Egypt-based real estate developers Talaat Moustafa Group (TMG) revealed its partnership with Emirati investment firm ADQ in the Ras El Hekma City project.
The news, disclosed by TMG to the Egyptian Stock Exchange on 25 February and picked up by local media, explained that the company will be cooperating with ADQ Egyptian City Edge Developments to cooperate in the mega project.
TMG is thought of as a longstanding partner with ADQ, with the former recently agreeing to sell 40.5 percent of its shares in hotel subsidiary ICON to the latter – including seven historic hotels across Egypt.

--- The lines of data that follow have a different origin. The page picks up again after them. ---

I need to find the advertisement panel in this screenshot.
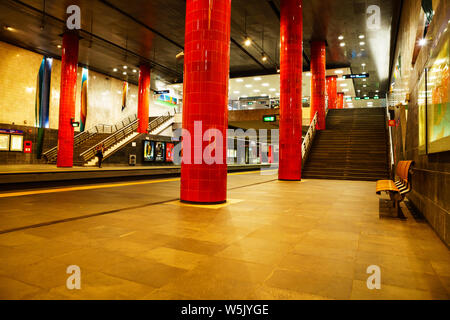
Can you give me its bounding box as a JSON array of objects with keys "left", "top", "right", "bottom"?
[
  {"left": 143, "top": 140, "right": 155, "bottom": 161},
  {"left": 166, "top": 143, "right": 174, "bottom": 162},
  {"left": 155, "top": 141, "right": 166, "bottom": 162}
]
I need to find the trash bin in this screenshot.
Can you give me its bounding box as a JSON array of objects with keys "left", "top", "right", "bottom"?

The announcement comes a few days after Egypt and Emirati investors signed a landmark deal worth USD 150 billion (EGP 4.6 trillion) to build a new city called Ras El Hekma on the country’s North Coast on Friday, 23 February.
During the signing ceremony, Egyptian Prime Minister Madbouly highlighted the immediate benefits of the project, stating that the foreign direct investment will provide much-needed relief to the country’s hard currency shortage – highlighting the government’s long-term vision to transform the North Coast.
Madbouly further outlined the multifaceted nature of the Ras El Hekma project, highlighting that it will include residential districts, international hotels, tourist resorts, and diverse entertainment venues.
Essential services like hospitals, schools, and universities will be readily available, ensuring a comfortable and well-rounded environment for residents and visitors alike. Additionally, the project will boast administrative and service buildings, a bustling free economic zone dedicated to information technology and logistics, and a central business district attracting top global companies.
With its comprehensive offerings, the project is anticipated to attract a staggering eight million tourists to Egypt upon completion.